Nach gut einer Stunde Malloche falle ich erschöpft in die Koje, klappe diese maximal hoch um mich einzukeilen, schalte die Noise Cacellation Kopfhörer mit Musik ein - und schalte ab. Felix bestreitet dann die Frontpassage in Standby im Überlebensanzug. Er filmt die Blitze und das Gewitter. Es regnet. Einmal wache ich auf, weil wir von einer Welle um 360 Grad gedreht werden - um die Mastachse zum Glück wir werden also von der Welle gewendet und Felix muss draußen für Ordnung sorgen.
Als ich wieder übernehme, scheint das meiste vorbei zu sein. Es wird hell, klart auf und der Wind pendelt wieder um die 30 Knoten. Ich mache die Dummheit auszureffen, das Groß vom 4. Ins 3. Reff und außerdem rolle ich die Genua aus. Ich sehe nicht rechtzeitig die Wand mit fliegendem Wasser. Das Schiff gerät außer Kontrolle und luvt an, holt weit über. Ich muss die Genua aufwerfen und fange wie ein Wahnsinniger an zu winschen, um sie einzurollen. Felix taucht im Niegergang auf und Hält die Schot etwas auf Zug.

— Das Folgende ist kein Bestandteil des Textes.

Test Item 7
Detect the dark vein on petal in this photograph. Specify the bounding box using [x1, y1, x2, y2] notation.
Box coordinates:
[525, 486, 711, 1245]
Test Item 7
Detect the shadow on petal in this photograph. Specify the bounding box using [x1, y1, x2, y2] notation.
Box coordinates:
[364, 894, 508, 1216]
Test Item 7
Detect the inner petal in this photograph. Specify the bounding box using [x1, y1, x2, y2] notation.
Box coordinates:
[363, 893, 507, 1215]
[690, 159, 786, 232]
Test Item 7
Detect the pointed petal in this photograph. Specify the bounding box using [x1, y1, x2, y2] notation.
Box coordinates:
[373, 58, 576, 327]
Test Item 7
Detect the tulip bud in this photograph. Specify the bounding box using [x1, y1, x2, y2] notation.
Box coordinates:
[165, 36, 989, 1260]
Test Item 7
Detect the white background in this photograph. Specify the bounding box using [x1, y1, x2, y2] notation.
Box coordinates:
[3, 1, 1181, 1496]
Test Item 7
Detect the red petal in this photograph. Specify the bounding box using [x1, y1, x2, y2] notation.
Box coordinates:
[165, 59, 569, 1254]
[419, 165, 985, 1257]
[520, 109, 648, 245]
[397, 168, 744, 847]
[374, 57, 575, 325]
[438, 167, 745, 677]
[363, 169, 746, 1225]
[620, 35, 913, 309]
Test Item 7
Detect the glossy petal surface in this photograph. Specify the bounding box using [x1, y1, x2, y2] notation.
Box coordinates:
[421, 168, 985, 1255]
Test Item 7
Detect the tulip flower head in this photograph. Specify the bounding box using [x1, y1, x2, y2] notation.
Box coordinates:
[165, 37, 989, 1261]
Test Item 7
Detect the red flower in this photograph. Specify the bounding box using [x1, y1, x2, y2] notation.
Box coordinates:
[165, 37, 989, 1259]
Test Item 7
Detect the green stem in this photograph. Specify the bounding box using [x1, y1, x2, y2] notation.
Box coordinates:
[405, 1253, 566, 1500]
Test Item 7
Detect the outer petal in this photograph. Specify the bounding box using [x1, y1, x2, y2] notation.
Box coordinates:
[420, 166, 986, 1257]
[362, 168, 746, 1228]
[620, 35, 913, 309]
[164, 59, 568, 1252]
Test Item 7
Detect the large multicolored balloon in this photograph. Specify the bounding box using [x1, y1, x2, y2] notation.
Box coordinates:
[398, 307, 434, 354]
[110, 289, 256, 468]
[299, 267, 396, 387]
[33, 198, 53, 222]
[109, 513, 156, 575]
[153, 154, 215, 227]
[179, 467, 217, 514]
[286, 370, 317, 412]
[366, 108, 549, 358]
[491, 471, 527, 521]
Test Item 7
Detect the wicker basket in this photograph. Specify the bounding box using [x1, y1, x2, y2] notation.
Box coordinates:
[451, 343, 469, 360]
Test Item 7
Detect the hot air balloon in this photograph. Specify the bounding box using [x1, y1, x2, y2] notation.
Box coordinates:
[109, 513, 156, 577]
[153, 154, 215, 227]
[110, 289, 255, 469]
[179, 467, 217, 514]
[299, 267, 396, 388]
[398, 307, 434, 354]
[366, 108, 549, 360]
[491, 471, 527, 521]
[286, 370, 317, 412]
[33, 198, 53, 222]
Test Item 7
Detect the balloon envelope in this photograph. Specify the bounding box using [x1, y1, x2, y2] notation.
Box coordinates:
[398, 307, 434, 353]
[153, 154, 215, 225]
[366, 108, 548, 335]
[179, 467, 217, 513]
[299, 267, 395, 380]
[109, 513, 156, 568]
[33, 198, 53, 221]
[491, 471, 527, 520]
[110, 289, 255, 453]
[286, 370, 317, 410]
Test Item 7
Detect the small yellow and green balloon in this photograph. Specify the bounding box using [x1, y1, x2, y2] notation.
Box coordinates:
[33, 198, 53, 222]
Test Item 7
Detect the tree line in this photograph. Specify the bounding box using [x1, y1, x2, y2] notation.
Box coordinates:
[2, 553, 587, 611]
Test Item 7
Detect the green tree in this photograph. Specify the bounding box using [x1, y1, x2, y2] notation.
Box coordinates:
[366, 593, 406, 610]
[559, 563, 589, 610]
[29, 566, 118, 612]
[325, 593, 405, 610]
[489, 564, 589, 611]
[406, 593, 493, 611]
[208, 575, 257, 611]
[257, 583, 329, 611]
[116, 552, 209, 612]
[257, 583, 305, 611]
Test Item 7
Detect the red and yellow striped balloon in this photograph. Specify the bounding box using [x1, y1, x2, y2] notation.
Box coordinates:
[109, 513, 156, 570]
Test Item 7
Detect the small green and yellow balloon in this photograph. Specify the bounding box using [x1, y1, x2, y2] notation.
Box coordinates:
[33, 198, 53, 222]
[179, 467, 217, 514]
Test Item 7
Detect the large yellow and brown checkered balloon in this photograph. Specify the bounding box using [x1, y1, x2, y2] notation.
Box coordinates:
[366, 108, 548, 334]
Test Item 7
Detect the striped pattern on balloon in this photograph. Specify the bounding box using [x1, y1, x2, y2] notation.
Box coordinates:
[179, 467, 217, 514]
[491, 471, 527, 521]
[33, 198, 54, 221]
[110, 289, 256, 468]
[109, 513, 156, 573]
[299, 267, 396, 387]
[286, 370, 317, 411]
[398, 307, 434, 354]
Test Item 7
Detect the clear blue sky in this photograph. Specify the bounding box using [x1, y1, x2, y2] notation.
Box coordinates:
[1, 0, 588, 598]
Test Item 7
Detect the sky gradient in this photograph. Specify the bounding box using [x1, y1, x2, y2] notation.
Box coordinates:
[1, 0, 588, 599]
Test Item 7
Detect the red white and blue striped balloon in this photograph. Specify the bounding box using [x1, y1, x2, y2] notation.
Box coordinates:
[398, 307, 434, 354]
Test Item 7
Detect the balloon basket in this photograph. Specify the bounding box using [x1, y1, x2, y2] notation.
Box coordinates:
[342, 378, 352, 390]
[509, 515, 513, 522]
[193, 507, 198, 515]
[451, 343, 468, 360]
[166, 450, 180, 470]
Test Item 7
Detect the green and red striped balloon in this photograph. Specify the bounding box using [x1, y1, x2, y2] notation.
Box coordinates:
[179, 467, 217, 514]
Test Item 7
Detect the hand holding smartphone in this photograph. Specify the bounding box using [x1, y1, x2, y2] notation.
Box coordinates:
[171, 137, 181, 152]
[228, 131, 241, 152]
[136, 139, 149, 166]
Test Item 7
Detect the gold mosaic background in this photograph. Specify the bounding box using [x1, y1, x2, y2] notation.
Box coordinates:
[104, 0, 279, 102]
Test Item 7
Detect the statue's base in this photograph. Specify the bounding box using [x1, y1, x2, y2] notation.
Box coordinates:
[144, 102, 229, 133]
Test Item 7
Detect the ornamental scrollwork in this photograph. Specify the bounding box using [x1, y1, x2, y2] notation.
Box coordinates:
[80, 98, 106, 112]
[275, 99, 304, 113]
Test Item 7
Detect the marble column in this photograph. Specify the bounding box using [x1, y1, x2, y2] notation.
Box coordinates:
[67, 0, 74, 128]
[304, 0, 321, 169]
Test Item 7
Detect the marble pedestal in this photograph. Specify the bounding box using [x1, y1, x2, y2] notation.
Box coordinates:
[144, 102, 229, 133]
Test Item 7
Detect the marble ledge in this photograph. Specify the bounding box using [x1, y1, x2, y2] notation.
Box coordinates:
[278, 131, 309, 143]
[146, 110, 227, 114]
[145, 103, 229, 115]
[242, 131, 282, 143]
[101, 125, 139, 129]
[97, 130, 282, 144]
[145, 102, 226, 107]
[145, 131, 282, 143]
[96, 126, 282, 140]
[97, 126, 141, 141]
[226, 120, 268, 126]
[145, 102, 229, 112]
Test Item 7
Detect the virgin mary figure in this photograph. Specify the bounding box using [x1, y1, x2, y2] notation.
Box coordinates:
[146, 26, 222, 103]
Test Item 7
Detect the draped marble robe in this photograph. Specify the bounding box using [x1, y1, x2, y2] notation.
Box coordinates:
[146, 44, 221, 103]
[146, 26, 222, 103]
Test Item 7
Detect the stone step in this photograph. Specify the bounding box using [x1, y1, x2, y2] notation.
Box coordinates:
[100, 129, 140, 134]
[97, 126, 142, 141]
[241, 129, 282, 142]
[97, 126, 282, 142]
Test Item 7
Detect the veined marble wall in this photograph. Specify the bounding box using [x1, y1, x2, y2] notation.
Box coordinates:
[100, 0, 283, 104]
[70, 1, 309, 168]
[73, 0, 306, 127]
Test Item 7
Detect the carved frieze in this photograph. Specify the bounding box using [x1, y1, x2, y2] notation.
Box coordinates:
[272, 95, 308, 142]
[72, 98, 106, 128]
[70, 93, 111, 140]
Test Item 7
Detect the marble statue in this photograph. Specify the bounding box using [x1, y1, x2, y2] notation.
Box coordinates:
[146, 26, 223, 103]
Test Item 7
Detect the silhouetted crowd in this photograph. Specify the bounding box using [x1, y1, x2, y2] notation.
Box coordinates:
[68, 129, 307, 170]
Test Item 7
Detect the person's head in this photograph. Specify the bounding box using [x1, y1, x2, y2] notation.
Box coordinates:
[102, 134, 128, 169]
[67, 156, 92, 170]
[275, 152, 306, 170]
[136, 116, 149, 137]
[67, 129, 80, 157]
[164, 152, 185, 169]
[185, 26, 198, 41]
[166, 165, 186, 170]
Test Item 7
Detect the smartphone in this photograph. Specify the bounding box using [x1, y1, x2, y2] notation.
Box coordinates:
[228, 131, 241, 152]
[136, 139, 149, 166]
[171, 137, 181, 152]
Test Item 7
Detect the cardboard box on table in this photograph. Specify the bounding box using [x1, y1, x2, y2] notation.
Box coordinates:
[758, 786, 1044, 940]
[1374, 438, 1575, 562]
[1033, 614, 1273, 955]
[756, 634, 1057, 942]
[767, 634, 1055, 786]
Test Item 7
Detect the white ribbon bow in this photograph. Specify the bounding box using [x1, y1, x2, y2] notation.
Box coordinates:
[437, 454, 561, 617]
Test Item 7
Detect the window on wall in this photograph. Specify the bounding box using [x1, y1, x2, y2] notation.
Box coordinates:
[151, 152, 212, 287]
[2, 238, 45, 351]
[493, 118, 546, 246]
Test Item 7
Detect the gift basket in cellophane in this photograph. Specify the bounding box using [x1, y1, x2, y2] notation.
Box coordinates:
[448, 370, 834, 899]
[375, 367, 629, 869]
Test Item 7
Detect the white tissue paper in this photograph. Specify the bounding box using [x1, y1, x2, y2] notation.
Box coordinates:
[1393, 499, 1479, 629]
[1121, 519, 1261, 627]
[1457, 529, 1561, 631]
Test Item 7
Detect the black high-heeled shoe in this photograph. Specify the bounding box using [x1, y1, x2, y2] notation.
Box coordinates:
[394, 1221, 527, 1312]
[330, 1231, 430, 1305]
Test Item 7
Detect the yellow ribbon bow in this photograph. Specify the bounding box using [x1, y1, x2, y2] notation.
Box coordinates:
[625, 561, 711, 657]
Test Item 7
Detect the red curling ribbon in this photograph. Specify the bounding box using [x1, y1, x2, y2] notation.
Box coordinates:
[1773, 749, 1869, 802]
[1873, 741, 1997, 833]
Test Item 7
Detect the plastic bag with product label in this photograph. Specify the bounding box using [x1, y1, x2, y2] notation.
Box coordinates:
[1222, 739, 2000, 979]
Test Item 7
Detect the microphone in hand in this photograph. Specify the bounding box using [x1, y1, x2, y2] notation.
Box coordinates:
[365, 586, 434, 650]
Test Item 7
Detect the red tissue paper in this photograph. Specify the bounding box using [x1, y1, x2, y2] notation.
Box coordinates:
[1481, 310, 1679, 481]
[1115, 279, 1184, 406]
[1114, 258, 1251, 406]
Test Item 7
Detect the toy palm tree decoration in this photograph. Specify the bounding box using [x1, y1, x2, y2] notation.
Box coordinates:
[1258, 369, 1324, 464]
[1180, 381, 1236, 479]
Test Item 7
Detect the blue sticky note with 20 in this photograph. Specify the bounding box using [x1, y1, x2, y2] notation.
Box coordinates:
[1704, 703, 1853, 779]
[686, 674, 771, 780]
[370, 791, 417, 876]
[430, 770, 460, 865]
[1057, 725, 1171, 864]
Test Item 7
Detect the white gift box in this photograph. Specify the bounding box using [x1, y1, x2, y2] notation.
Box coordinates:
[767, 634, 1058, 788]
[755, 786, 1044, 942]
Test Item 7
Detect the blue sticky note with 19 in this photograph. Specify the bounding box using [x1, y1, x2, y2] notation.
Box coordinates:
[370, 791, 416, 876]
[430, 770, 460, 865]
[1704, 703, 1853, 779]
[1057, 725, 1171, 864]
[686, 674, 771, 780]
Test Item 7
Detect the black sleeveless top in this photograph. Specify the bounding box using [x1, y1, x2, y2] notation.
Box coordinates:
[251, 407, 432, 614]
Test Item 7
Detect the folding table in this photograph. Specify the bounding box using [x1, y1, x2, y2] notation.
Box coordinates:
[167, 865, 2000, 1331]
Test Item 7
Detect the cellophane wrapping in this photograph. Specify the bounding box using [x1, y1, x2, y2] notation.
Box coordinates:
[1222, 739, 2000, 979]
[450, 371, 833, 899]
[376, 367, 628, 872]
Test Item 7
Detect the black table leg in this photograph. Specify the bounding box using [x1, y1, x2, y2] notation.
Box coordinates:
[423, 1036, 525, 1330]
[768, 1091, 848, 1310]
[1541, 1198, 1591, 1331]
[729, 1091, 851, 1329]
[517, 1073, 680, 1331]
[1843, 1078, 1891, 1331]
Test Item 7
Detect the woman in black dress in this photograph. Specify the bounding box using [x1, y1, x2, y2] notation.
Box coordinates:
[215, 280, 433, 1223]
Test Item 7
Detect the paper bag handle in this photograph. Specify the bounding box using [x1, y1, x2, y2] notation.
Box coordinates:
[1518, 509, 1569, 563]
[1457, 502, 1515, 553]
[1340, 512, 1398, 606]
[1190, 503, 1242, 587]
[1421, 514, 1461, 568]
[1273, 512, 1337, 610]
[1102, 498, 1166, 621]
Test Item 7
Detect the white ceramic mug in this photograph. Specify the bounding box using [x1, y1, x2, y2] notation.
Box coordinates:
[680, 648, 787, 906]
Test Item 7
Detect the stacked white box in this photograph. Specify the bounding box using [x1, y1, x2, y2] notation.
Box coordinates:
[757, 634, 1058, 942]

Leider dauert es eine halbe Ewigkeit und als sie eingerollt ist, ist der Fuß des Segels leicht angerissen. Aber es scheint mir nur die Liekleinentasche am Unterliek kaputt gegangen zu sein. Ich hoffe nichts Schlimmes. Das 4. Reff wieder ins Groß zu bekommen ist ein Kraftakt. Ich muss es mit aller Gewalt herunterwischen. Zum Glück haben wir in Kapstadt bei North Sails eine extra Runterwinschleine am Großsegel installiert.
Mittlerweile, während ich dies schreibe bläst es mit konstant 48 und in Böen 54 Knoten. Wir laufen zwischen 13 und 19 Knoten unter Sturmfock und 4. Reff raumschots. Die See wird steiler. Mir ist etwas mulmig. Der Niegergang ist verrammelt. Die Segel sind auf das Kleinstmögliche gerefft. Das Schiff macht sich bislang gut. Ich hoffe, dass es bald weniger wird. Unser digitaler Barograph kann den Druckverlauf gar nicht aufzeichnen. Anstatt einer Treppe mit Stufen für die Druckschritte pro Stunde ist einfach ein Balken ganz unten und einer ganz oben direkt nebeneinander.